As soon as silence cut through the air, the music box was cranked and winded up again. Its seemingly eternal rhythm continued once more.
The pendulum enclosed within the box swung back and forth in synchrony with the lullaby. The steady beat gave way to a melody of chimes. Protected underneath the box’s glass surface, the patterns created by the letters “I” and “V” were fixed into a circle. They were merely embellishments that held no significance to my young observant eyes. The peculiarity of what filled the center did little to hide the emptiness of the circle’s face.
But the music box was a figment of my imagination. Instead, what stood before the eyes of a child who had yet to understand the meaning of time was simply an old grandfather clock. I had perceived it for what it meant to me rather than for what it actually was. I let my relentless imagination unravel and manifest itself.
Growing up, my twin sister and I always played together with our Webkinz. These moments captured the surreality of our imaginations, as well as our own comprehension of age. We would play out various scenarios with our stuffed animals, harboring their own unique personalities. As we played, we shifted between being infants, teenagers and adults. The behaviors we enacted stemmed from our perceptions of our surrounding environment. Watching television and watching the people closest to us became our first definition of maturity.
The surreality of my imagination, however, extended much further. When I was playing, I became a dragon or a pegasus soaring through the sky. My stacked Crayola markers became my lightsaber and sword while a pillow became my shield. A single bed sheet magically transformed into an extravagant gown, while a blanket sufficed as my lovely cape.
I was ageless, I was boundless, I was timeless.
I don’t think time is ever on our minds when we’re young; rather it’s taught and embedded into our daily lives. What we created and wielded as kids was a double-edged sword. Time brought us order and efficiency, but at the expense of learning about our own individuality and interests.
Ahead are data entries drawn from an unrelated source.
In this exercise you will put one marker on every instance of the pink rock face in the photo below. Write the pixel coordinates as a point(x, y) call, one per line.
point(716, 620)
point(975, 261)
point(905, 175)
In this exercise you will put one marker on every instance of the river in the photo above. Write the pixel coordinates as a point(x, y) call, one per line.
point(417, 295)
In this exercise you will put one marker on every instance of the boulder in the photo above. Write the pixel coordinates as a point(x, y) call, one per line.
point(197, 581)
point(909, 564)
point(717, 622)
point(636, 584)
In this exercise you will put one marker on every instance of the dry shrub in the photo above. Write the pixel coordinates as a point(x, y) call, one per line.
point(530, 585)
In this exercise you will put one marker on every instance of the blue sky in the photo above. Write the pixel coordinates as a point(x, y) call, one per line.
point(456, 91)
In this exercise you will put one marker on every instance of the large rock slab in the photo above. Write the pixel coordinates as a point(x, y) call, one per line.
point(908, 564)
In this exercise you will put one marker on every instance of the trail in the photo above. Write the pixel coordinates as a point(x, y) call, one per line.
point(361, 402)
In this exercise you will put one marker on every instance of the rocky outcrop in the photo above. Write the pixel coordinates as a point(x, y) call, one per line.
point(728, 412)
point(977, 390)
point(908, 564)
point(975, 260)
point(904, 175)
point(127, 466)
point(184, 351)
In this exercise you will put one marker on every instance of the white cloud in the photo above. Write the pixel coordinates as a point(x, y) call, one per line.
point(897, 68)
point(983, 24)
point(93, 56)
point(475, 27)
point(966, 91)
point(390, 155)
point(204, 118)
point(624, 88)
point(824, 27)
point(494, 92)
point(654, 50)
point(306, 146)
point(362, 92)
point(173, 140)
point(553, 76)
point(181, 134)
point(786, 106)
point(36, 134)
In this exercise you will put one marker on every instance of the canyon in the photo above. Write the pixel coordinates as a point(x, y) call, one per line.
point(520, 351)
The time between sixth and twelfth grade became a daunting countdown to having to make one of the biggest decisions in my life: choosing the college I wished to go to. But what made the process harder was having to choose between my own interests and future with the limited time given to me. As expected, my future won, and my own curiosity became buried in the dark. The child who thought they could do all they wished faded into a fantasy, replaced by responsibility and the realities of living.
Or so I thought.
Now, as a second year undergraduate architecture student, I realize my inner child hasn’t been replaced; instead, I find I was simply forgetting them. I wasn’t conscious of this until the second semester of my first year. After running into many dead ends with a conceptual design project of a library, I began to ask myself why I decided to become an architect.
The answer was simple. I was passionate about architecture as a kid. Each building I walked into, whether it be a house or a skyrise, was an adventure waiting to be embarked upon. The spaces fueled my curiosity, their lighting making them more magical. The reason I’d struggled with my project was because I’d forgotten what architecture meant to me and what I wished for it to be for others; a timeless experience bounded by endless curiosity and exploration.
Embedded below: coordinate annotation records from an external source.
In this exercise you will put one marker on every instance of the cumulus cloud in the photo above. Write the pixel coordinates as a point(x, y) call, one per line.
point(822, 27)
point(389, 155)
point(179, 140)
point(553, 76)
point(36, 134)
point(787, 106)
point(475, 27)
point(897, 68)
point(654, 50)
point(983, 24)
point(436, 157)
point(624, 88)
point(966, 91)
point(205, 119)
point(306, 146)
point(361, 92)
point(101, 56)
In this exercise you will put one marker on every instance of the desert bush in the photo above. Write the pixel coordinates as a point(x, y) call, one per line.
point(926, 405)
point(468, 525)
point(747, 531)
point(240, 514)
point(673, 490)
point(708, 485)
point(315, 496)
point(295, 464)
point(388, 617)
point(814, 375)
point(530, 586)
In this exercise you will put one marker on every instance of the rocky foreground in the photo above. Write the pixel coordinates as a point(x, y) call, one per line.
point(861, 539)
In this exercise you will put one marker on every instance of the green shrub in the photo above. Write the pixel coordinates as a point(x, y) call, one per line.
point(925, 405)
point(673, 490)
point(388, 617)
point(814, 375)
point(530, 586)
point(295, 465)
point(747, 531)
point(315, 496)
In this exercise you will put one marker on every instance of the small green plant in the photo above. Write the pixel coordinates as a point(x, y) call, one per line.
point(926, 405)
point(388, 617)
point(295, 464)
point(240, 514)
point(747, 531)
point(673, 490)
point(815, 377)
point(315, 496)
Being at home because of the pandemic, however, shifted the use of conventional building materials such as chipboard and basswood sticks to unconventional ones, like food, books and recycled scraps. I felt like a kid again as I used these for assignments that opened imaginative possibilities. Window blinds and their cords became floor levels and elevator shafts. The oval-shaped holes of the laundry basket were inspiration for apertures, while layered leaves transformed spaces through their reaction with light. A mirror reflecting within another mirror paralleled the continuum of space and lost time, while a pile of fortune cookies became a Frank Gehry-inspired form.
I believe our years as youths are moments we must never forget, because they are moments in which we perceived the world as endless. To remember our inner child is not to remember what we want to create, but what we could create.